For the record, the customer service representatives at National Bank are fine people, and they are always friendly and professional over the phone. For this, they’ll be keeping my business for a while. 🙂
Today is my first day of day trading stocks with real money.
About a year ago today, my business partner & friend told me I should look into day trading as a means of extra income. He invited me to a free introduction course that taught the attendants on how to do basic technical analysis using MACD, EMA and RSI indicators. Within minutes of understanding the basics, I fell in love with the whole idea of trading equities as a side “job”.
To further my knowledge on day trading, I took a one day course taught by a professional trader by the name of Charles Langford (who also happened to give the intro course before). He is quite possibly one of the most knowledgeable individuals when it comes to trading: Langford has written books, taught many courses and is a teacher at Université de Québec à Montréal, among other things. His course was sold out within days of being announced as seats were limited.

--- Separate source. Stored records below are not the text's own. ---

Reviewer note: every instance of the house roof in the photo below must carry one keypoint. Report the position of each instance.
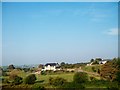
(51, 64)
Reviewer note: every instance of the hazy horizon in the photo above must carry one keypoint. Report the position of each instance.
(58, 32)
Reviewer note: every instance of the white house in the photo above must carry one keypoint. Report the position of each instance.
(51, 66)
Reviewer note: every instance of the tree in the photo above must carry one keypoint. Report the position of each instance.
(30, 79)
(11, 66)
(110, 69)
(80, 77)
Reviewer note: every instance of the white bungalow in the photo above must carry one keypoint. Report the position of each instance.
(51, 66)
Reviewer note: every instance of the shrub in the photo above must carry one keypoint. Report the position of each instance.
(15, 79)
(37, 87)
(93, 69)
(57, 81)
(30, 79)
(73, 86)
(93, 79)
(43, 73)
(80, 77)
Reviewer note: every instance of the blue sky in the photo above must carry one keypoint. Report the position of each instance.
(36, 33)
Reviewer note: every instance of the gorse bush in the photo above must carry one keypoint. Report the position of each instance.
(37, 87)
(14, 79)
(57, 81)
(30, 79)
(80, 77)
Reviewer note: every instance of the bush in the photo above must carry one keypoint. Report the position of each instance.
(43, 73)
(57, 81)
(30, 79)
(93, 79)
(80, 77)
(73, 86)
(15, 79)
(37, 87)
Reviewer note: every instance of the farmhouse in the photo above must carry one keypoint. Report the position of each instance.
(104, 61)
(51, 66)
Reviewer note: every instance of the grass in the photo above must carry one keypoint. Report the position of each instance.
(89, 68)
(67, 76)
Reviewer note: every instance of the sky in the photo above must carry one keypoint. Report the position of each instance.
(60, 0)
(42, 32)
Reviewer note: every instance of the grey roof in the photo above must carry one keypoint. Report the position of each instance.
(51, 64)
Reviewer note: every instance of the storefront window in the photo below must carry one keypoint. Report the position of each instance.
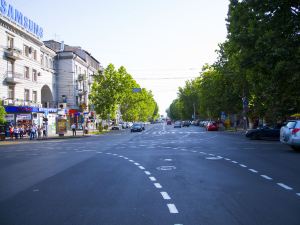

Before I dove into the world of trading, I practiced my technical analysis skills with a TD Active Trader account with fake money. Making plenty of mistakes, I got the hang of making a small amount of profit each trade by sticking to the rules and indicators I learned by attending the paid course.
The day came two weeks where I felt that I was ready to trade with real money. I had my line of credit increased last week so I can use it to purchase equities and leverage my trades. As a means to help me screen preferred stocks, I have subscribed to Langford’s “Langford Report” newsletter, where daily emails are sent out on various portfolios. Everyday, Langford mentions which stocks to buy, sell and stay according to his professional opinion. Looking back at his analysis records, following his portfolios would have netted you some serious cash.
The whole thing is exciting to me, yet I still feel a bit nervous. While the risks I am taking are very minimal, you can’t help but think that the chance of losing it all is still there… that is, if you invest in sketchy companies with no real products *cough* Nortel *cough*.
My rules for day trading are as follows:
- Trade Monday to Thursdays. Take Fridays off.
- Never follow the news, as it is irrelevant to trend following.
- Never get emotional with a stock.
- Don’t make your million dollar profit in one day.
- Don’t be greedy.
*gulp* here’s to the future.
A quote found on my friend’s fridge: “The five people you spend the most time with will determine how far you will go in life.”